Она пропустила начало дискуссии, которая, впрочем, показалась бы ей совершенно бессмысленной.
– Я не хочу пахнуть фисташками. – Армануш посмотрела на отца широко распахнутыми от ужаса глазами.
Это был сигнал бедствия, он должен как-то спасти ее.
Но Барсам Чахмахчян и слова сказать не успел, как на мобильнике Армануш зазвучал «Танец Феи Драже» Чайковского. Она вытащила телефон и с недовольным видом посмотрела на экран. Номер скрыт. Это мог быть кто угодно. Это мог быть даже Мэтт Хэссинджер. Вдруг он звонил, чтобы под каким-то дурацким предлогом отменить сегодняшний ужин? Армануш стояла, напряженно сжимая телефон. После четвертого сигнала она наконец ответила, уповая лишь на то, что это не ее мать. Но это была она.
– Дорогая, с тобой там нормально обращаются? – спросил голос в трубке первым делом.
– Да, мама, – сухо проговорила Армануш.
Она уже, можно сказать, привыкла. Всегда, когда Армануш оставалась у Чахмахчянов, мать вела себя так, словно жизнь ее девочки в опасности.
– Эми? Только не говори, что ты еще дома!
И к этому Армануш, в общем, привыкла. С тех пор как родители расстались, мать тоже будто рассталась с ее именем. Она перестала называть ее Армануш, словно больше не могла любить ее под этим именем. Девушка не рассказывала об этом никому из Чахмахчянов. Есть вещи, которые лучше держать в тайне. У Армануш таких тайн было хоть отбавляй.
– Ты почему не отвечаешь? – не унималась мать. – Ты ведь собиралась уходить вечером?
Aрмануш молчала, прекрасно понимая, что все присутствующие внимательно слушают ее разговор.

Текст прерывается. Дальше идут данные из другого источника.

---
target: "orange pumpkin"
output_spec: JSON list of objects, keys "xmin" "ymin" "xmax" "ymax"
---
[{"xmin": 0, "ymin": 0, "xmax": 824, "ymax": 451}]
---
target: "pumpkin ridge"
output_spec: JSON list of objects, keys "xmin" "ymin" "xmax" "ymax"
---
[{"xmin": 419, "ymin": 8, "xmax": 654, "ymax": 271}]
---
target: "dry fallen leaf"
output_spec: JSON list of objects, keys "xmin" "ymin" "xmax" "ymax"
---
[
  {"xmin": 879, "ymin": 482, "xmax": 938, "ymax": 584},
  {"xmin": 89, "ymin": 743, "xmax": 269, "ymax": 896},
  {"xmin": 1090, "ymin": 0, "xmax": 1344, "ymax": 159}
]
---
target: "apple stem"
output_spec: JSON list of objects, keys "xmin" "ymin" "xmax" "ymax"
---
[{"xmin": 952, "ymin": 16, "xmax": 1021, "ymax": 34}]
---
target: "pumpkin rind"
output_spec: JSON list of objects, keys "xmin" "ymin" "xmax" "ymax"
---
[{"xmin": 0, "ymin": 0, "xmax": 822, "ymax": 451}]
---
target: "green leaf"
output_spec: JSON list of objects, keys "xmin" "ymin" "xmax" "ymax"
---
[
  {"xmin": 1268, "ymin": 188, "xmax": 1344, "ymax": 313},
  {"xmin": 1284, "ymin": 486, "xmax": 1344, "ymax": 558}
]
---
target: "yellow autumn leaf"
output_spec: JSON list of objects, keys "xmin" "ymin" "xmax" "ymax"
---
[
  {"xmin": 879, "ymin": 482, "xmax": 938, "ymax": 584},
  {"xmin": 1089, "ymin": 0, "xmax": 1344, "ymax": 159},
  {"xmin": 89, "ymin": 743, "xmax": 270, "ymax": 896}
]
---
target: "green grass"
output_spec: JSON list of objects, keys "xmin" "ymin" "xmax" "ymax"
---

– Да, мама, – выдавила она из себя после неловкой паузы.
– Ты ведь не передумала?
– Нет, мама, но почему ты скрыла номер?
– У меня есть причины. Как у любой матери на моем месте. Ты не всегда подходишь, если видишь, что это я звоню, – добавила Роуз с тихой грустью, но тут же снова завелась: – Мэтт с ними познакомится?
– Да, мама.
– Нет, не допускай этого. Это будет самая страшная ошибка. Да они его испугают до смерти. Эти твои тетки, ты их не знаешь, ты такая добрая девочка, ни в ком не видишь зла, но они же ужас наведут на бедного мальчика, набросятся на него с вопросами, прямо допрос ему устроят.
Армануш ничего не ответила. В трубке раздавалось какое-то непонятное шуршание. Похоже, мать одновременно расчесывала волосы и произносила гневную речь.
– Дорогая, ну чего ты молчишь? Они что, все там? – спросила Роуз.
Снова послышалось приглушенное шебуршание, только теперь это была не щетка для волос. Скорее, похоже, будто нечто кашеобразное шлепается в жидкость, а если быть точным – на то, что в шипящую сковородку льют блинное тесто.